Brad and his wife began homeschooling their son midway through his kindergarten year. Their son has always been a fast learner. He started reading around his third birthday, and by the time he entered kindergarten, he was reading story books.

After three months in kindergarten, he started to withdraw and completely stopped reading, telling his parents that kindergarteners shouldn’t read. According to Brad, he had received the message at school that kindergartners weren’t supposed to know how to read yet. As a result, he felt alienated and different from his classmates, so he stopped reading.

Brad pulled his son from kindergarten and both he and his wife started working with him at home. At first they just tried to get him reading again. After about a month, he began to read.
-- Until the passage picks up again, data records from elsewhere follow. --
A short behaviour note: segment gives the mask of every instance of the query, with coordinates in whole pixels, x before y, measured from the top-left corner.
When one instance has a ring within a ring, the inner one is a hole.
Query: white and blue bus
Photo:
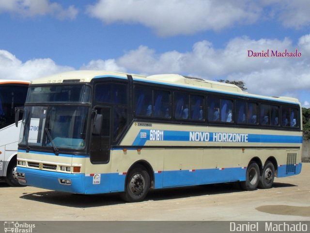
[[[15,108],[24,106],[29,84],[26,81],[0,80],[0,178],[11,186],[20,186],[16,165],[21,124],[15,127]]]
[[[18,113],[16,113],[18,114]],[[32,81],[17,155],[21,184],[73,193],[240,182],[271,187],[301,170],[297,100],[175,74],[76,71]]]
They continued to homeschool him through the seventh grade.

In eighth grade, Brad’s son wanted to re-enroll in public school. He started the Leap program, which was a program for about 40 advanced eighth graders in the district. Brad said the program, “teaches the four academic subjects essentially two years ahead, and that was a great environment for him.” Additionally, Brad loved the middle school environment, describing it as a “wonderfully managed place with a no-bullying environment.”

Brad’s son started eighth grade in the public high school but decided quickly that he wanted to go back to homeschooling. Without the Leap program, his classes were too easy and he had too much homework. Back at home, he spends less time on homework and more time learning about his interests.

Moving away from the factory model of schooling

These stories only represent three families’ experiences, but the theme emerging from them is clear. In each of their stories, these families chose a more individualized approach that lets the students be the drivers of their own learning. Parents want the type of education they choose for their child to be a good fit.

Some schools are already moving towards a personalized learning approach. In David Osborne’s report, “Schools of the Future: California’s Summit Public Schools,” the CEO of Summit Public Schools explains their belief in personalized learning:

“The industrial model is really driven by adults… Kids come in, they’re told where to go, where to sit, what they’re going to learn, when they’re going to learn it. You’re on the assembly line. We believe the next generation models are about the students being empowered to drive their own learning.”

Technology has enabled schools to move towards more personalization. I experienced this firsthand as a teacher in New Orleans. For the majority of the day, my students attended traditional classes. For one hour each day, however, every student from kindergarten to eighth grade did lessons online in math and reading. These lessons were tailored to the individual student’s needs. If one of my sixth graders was on a fourth grade reading level, she would be doing fourth grade reading lessons during that hour to help her catch up.  At the same time, another student reading at an eighth grade level would be working on eighth grade reading lessons.

As gains in technology allow schools to adopt a personalized approach, it may be time to rethink the industrial model. If successful, this approach could make public schools attractive for homeschool parents and students who want an individualized learning experience.

Molly Osborne

Molly Osborne is the director of policy for EducationNC and the N.C. Center for Public Policy Research.